SImple list implementation

Could anybody tell me if this code is right?

Thanks.
Even after you remove superfluous 'struct' occurrences, define 'alumno',
it won't even compile. It contains logical errors, too.


struct lista_alumnos
{

~ struct alumno datos;

~ struct lista_alumnos *siguiente;

};
void InsertaAlumno (struct lista_alumnos &alumnos,
~ const struct alumno &nuevo_alumno)
{

~ lista_alumnos *nuevo_nodo, *iterador;

~ nuevo_nodo = new struct lista_alumnos;
nuevo_nodo = new lista_alumnos(); // parentheses force the members to 0

~ nuevo_nodo->datos = nuevo_alumno;
~ for( iterador = alumnos;
You cannot assign an object to a pointer. To make it compile you need to
do
for (iterador = &alumnos;
~ iterador != NULL;
~ iterador = iterador->siguiente );

~ iterador = nuevo_nodo;
In these two last statements you're scanning for the end of the list,
but you never remember to update the list itself after the loop has
found the end.

alumnos:
/ datos \ .---> / datos \ .---> ... / datos \
\ siguiente /---' \ siguiente /---' \ NULL / -->X

That's the desired structure. Now, imagine that you do have it correctly
laid out in memory. What happens when you search for the last element?
You iterate the list with the only variable 'iterador'. It gets the value
'NULL' at the last update (iterador = iterador->siguiente), and then what?
You make the _local_ variable (iterador) to point to the dynamic object
you just created. But the list (the last element of that list) has not
been updated.

Instead of having 'iterador' remember the 'siguiente' it found, make it
store the _previous_ element. How? Instead of testing the value of the
'iterador' pointer, test 'iterador->siguiente':

for (iterador = alumnos; iterador->siguiente != NULL;
iterador=iterador->siguiente);

Now, when the loop finishes, 'iterador' will point to the last element of
the list (the tail), and you do

iterador->siguiente = nuevo_nodo;

}

Could anybody tell me if this code is right?

Thanks.
struct lista_alumnos
{

~ struct alumno datos;
What are the ~ symbols? (Tab characters?)

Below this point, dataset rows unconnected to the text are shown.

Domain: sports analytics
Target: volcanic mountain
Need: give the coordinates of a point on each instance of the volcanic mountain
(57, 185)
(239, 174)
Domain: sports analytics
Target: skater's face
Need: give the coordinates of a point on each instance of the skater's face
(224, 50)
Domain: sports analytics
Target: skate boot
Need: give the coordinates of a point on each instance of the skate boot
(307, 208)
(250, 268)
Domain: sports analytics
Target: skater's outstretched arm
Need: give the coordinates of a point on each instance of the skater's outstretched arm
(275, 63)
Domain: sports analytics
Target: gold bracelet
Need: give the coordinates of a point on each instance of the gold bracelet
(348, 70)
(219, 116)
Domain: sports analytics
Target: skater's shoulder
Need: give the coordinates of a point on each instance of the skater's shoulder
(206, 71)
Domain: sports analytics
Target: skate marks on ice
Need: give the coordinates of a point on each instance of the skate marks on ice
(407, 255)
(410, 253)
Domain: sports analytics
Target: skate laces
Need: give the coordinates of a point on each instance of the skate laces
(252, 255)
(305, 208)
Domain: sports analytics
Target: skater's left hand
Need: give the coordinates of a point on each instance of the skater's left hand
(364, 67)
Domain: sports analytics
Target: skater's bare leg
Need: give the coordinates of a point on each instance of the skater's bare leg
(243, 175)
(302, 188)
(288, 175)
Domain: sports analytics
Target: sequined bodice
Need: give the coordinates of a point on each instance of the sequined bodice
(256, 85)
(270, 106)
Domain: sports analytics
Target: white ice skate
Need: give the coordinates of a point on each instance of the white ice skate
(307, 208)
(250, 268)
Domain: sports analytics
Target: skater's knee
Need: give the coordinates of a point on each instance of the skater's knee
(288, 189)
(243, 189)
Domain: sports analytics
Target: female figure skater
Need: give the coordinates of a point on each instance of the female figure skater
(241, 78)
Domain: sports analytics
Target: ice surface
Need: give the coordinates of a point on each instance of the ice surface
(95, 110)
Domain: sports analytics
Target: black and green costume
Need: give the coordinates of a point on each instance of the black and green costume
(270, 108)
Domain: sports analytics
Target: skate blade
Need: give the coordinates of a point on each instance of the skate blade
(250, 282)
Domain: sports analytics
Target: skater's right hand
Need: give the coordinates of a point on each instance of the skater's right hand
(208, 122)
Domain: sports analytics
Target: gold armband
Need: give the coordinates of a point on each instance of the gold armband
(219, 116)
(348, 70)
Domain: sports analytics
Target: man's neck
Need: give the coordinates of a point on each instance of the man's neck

You don't need the word struct there (or anywhere else, except where you
actually define the struct's).

~ struct lista_alumnos *siguiente;
Since you have dynamically-allocated data in this struct, you're probably
going to need three functions: a constructor (which initializes the
pointer), a destructor (which manages deleting the list pointed to by that
pointer), and an assignment (=) operator (which copies the contents from one
lista_alumnos to another, including allocating and copying the list
contents).
};
void InsertaAlumno (struct lista_alumnos &alumnos,
~ const struct alumno &nuevo_alumno)
{

~ lista_alumnos *nuevo_nodo, *iterador;

~ nuevo_nodo = new struct lista_alumnos;

~ nuevo_nodo->datos = nuevo_alumno;
Ok, you've made a new list structure (node), and copied the given alumno
object to it's alumno member. But you don't show the alumno structure
anywhere. If it has any dynamically-allocated members (pointers), then
you'll need to provide an assignment operator for it. If not, the default
one the member-wise copy that you'll get by default should work ok.


~ for( iterador = alumnos;
~ iterador != NULL;
~ iterador = iterador->siguiente );
Here, you went from the beginning of the given list to the end. Now what?
When this loop exists, your iterator (iterador) is NULL. That's the exit
condition of the loop. I'm guessing what you really want is to exit when
iterador->siguiente is NULL. That way, iterador will point to the last node
in the list. Then, you can assign that node's next (siguente) pointer to
point to the new node you just created, instead of doing whatever it is you
thought the line below was going to do.

(One problem with my suggestion that you have to work out: what if the list
is empty to begin with? You need to handle that case without going into the
loop in the first place. I'll leave that to you to handle.)

~ iterador = nuevo_nodo;
This is just useless. For one thing, terador is a local variable. Setting
it to point to the new node accomplishes nothing at all, because it will go
out of scoe at the end of the function. (See the comments above for what I
think you meant to do.)

}